A construção das personagens
Mais do que um filme sobre religião, “Fátima” é sobre relações, mais concretamente a interação de um grupo grande de mulheres. As personagens estavam delineadas mas o elenco também contribuiu com ideias e sugestões para os respetivos papéis.
“Neste filme eu disse que gostava de ser mais irritante, ser um ponto de rutura.” E Fátima é isso mesmo, até quando a discussão ou a dificuldade não lhe diz respeito, a presença dela está sempre lá.
Cleia Almeida e Rita Blanco transportaram também para o grupo de trabalho as missões das mulheres que representavam, Fátima e Ana Maria, e o papel fulcral de manter o grupo animado.
“Elas já tinham ido mais vezes a Fátima e entendiam qual era o estado de espírito. Tinham a obrigação de estar mais animadas e de puxar por todas.”
As filmagens
Depois das respetivas peregrinações, as 11 atrizes juntaram-se para uma caminhada em conjunto de Bragança até Fátima. “Fazíamos cinco ou seis quilómetros por dia.” Havia também muitas conversas e interação, para perceber onde havia fricções que podiam ser integradas na história.
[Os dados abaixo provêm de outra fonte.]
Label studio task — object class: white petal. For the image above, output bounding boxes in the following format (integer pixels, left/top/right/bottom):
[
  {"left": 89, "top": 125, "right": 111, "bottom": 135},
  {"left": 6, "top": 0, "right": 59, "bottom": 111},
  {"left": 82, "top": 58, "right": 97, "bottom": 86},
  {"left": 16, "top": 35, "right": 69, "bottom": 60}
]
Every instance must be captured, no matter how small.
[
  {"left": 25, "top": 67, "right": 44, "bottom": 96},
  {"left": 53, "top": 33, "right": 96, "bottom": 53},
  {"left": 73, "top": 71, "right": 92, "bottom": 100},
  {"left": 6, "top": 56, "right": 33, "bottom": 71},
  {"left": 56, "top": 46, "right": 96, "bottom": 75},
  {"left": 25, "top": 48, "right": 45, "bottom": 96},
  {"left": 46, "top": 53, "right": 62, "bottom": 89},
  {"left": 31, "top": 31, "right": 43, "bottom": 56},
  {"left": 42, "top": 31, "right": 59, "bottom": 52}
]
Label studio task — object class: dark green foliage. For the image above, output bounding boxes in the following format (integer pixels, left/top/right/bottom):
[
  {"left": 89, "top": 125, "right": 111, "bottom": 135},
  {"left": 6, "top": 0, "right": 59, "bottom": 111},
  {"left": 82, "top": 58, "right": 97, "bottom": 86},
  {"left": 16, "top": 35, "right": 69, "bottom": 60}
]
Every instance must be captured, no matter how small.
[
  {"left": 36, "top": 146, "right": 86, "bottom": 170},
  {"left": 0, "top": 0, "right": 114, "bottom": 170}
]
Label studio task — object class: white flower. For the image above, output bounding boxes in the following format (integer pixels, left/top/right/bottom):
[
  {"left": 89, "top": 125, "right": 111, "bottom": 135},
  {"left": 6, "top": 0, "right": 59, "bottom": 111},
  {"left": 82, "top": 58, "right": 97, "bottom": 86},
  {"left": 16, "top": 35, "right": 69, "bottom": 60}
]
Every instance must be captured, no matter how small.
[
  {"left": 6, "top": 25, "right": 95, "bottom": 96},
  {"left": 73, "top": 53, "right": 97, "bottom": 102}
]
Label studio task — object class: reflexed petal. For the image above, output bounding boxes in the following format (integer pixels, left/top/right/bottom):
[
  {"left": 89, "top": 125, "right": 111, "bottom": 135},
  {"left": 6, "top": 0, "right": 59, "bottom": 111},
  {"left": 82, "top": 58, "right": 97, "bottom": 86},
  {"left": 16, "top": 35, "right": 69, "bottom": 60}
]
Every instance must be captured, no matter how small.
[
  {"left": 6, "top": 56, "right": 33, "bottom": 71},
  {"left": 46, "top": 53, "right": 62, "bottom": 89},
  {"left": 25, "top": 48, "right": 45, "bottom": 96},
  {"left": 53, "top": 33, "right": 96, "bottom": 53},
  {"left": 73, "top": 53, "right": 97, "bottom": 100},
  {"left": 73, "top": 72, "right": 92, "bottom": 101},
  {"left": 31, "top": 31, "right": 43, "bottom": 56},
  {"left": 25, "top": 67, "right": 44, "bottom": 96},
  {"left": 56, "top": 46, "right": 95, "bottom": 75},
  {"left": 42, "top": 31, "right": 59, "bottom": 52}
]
Durante as filmagens havia dias de cenas em acampamentos e outros a andar — nesses casos eram cerca de dois quilómetros e não mais porque era preciso repetir cenas, descansar e recomeçar tudo outra vez.
“Na rodagem, posso dizer que fomos muito bem tratados. Ficámos em hotéis maravilhosos, comíamos alheiras de Vinhais e queijo da serra.”
A série da RTP
Os dias eram longos porque havia muita coisa para filmar. Logo aí a RTP revelou ter interesse no projeto e como era impossível mostrar tudo no cinema — “Fátima” tem 2h30 —, foi recolhido o material para uma série. A produção de seis episódios vai chegar ao canal de televisão em outubro e vai aprofundar cada uma das personagens.
“O filme mostra a relação entre elas mas a série vai explicar os motivos que levaram cada uma delas a fazer a peregrinação. No caso da Fátima, o casamento dela não está muito bem.”